Does $\lambda_1^n+ \lambda_2^n+ \dots +\lambda_k^n =0 $ for all $n$ imply that $\lambda_1= \lambda_2= \dots= \lambda_k = 0 $?

Question

Suppose $\lambda_1, \lambda_2, \dots, \lambda_k $ are complex numbers that $\forall n \in \mathbb{N}$ satisfy $$\lambda_1^n+ \lambda_2^n+ \dots +\lambda_k^n =0.$$ Can we deduce that $\lambda_1= \lambda_2= \dots= \lambda_k = 0 $?

Answer 1

Use Newton Identities to conclude that the elementary symmetric polynomials are all 0.

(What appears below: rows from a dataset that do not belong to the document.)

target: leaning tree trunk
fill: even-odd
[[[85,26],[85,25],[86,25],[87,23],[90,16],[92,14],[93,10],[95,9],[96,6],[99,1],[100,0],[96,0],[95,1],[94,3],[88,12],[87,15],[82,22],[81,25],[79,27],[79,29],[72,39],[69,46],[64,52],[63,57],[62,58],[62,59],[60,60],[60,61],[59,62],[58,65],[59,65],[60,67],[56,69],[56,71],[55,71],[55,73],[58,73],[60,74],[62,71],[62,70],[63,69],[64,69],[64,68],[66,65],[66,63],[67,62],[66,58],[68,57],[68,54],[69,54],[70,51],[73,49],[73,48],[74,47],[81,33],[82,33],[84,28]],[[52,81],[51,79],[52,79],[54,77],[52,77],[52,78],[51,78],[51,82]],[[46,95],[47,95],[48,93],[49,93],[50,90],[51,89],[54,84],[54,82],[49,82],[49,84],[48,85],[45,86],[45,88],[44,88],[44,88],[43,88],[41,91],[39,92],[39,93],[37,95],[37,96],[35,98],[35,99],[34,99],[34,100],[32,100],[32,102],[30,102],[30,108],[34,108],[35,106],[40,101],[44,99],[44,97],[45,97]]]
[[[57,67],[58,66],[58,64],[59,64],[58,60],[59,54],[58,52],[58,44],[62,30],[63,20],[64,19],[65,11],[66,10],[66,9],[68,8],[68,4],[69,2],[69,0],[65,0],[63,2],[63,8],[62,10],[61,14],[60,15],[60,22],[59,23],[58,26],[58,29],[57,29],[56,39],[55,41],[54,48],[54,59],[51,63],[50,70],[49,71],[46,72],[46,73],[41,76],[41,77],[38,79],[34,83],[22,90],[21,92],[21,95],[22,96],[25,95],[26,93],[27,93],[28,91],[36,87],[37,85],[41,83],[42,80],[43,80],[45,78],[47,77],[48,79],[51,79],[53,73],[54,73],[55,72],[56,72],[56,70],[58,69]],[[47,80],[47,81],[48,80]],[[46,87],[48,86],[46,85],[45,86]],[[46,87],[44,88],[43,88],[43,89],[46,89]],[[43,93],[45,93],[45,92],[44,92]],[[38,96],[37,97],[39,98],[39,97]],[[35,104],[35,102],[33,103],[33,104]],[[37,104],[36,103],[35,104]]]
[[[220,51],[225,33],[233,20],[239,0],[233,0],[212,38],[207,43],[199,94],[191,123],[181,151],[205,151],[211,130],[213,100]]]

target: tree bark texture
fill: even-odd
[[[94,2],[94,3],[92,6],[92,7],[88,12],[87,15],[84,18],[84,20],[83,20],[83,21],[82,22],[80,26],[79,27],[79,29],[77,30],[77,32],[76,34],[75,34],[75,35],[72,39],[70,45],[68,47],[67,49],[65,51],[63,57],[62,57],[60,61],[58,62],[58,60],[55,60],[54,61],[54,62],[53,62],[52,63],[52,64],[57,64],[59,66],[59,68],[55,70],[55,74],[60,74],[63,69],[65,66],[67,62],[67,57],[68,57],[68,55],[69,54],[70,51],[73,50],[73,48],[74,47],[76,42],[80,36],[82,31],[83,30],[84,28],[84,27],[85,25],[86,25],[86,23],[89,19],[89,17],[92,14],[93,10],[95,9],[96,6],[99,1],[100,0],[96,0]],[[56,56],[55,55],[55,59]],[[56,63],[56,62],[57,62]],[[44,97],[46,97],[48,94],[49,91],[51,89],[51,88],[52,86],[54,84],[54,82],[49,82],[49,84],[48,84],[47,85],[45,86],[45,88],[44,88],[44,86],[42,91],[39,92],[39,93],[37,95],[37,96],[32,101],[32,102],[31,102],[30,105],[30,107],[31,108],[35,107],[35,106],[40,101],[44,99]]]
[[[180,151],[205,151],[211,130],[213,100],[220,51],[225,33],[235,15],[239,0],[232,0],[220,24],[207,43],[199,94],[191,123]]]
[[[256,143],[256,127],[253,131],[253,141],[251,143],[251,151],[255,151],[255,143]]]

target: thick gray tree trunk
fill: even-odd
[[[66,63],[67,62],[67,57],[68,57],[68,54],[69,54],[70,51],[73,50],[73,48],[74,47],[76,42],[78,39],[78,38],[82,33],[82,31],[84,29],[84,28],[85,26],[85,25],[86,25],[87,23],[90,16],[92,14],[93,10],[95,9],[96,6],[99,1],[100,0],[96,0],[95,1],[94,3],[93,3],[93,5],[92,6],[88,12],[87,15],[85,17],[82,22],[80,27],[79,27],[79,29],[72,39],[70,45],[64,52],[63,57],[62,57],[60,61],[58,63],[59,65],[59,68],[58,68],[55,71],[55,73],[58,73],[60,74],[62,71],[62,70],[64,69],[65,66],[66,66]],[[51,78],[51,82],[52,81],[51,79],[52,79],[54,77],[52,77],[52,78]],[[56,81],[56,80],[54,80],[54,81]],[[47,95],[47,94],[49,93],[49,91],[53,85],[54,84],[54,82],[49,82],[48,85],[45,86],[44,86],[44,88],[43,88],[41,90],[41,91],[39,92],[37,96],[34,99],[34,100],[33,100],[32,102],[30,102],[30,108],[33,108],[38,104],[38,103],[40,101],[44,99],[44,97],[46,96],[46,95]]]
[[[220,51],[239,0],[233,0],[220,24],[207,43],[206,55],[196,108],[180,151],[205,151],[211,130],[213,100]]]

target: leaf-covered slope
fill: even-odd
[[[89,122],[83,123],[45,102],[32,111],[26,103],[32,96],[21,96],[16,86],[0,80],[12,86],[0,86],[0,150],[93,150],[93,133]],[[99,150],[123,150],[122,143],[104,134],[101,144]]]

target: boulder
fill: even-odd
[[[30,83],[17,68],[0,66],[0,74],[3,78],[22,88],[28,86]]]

Use Vieta's Formula to conclude that

$$ \prod ( x - \lambda_i) = x^k $$

Hence, conclude that $\lambda_i = 0$.

Answer 2

For $k = 1$ the result is trivial, and for $k = 2$ note that $$0 = (\lambda_1 + \lambda_2)^2 - (\lambda_1^2 + \lambda_2^2) = 2 \lambda_1 \lambda_2,$$ so $\lambda_1 = 0$ or $\lambda_2 = 0$. By relabeling we may assume the latter, in which case $$0 = \lambda_1 + \lambda_2 = \lambda_1 + 0 = \lambda_1,$$ and so, $\lambda_1 = \lambda_2 = 0$.

The general case follows from an induction argument, with induction step similar to the above argument, using Newton's Identities; in fact, we need only the weaker hypothesis that $\sum_{a = 1}^k \lambda_a^n = 0$ for $1 \leq n \leq k$ (rather than for all $n \in \mathbb{N}$).

Answer 3

Here is a slightly different approach:

Thanks to @MartinR for catching a bug in my earlier approach.

Let $p$ be a polynomial such that $p(\lambda_i) = |\lambda_i|$ for $i=1,...,k$, and $p(0) = 0$.

The $p$ has the form $p(x) = \sum_j p_j x^j$. Note that $p_0 = 0$.

Then $\sum_j p_j \sum_i\lambda_i^j = 0 = \sum_i \sum_j p_j \lambda_i^j = \sum_i p(\lambda_i) = \sum_i |\lambda_i|$, hence $\lambda_i = 0$ for all $i$, which is contradiction. (Note that since $p_0 = 0$, the $p_0(\lambda_1^0+\cdots+ \lambda_n^0)$ term is still zero, even though $\sum_i \lambda_i^0 = n$).

Answer 4

As shown in this answer, $$ \det\begin{bmatrix} \lambda_1&\lambda_1^2&\cdots&\lambda_1^n\\ \lambda_2&\lambda_2^2&\cdots&\lambda_2^n\\ \vdots&\vdots&\ddots&\vdots\\ \lambda_n&\lambda_n^2&\cdots&\lambda_n^n \end{bmatrix} =\prod_{j=1}^n\lambda_j\prod_{1\le j\lt k\le n}(\lambda_k-\lambda_j)\tag1 $$ If any $\lambda_j=0$, then simply delete that row. This ensures that $\lambda_j\ne0$. If there are repeated $\lambda_j$, collect them into a single row and let $m_j\ge1$ be the multiplicity. This ensures that $\lambda_j\ne\lambda_k$ for $j\ne k$.

Formula $(1)$ then says that the determinant is not $0$.

The equations in the question can then be written as $$ \begin{bmatrix} m_1&m_2&\cdots&m_n \end{bmatrix} \begin{bmatrix} \lambda_1&\lambda_1^2&\cdots&\lambda_1^n\\ \lambda_2&\lambda_2^2&\cdots&\lambda_2^n\\ \vdots&\vdots&\ddots&\vdots\\ \lambda_n&\lambda_n^2&\cdots&\lambda_n^n \end{bmatrix} =0\tag2 $$ Since the determinant is not $0$, the vector of multiplicities must be $0$. However, $m_j\ge1$.

Thus, we cannot have distinct, non-zero $\lambda_j$ so that $(2)$ holds.

Thus, to satisfy the equations in the question, all the $\lambda_j=0$.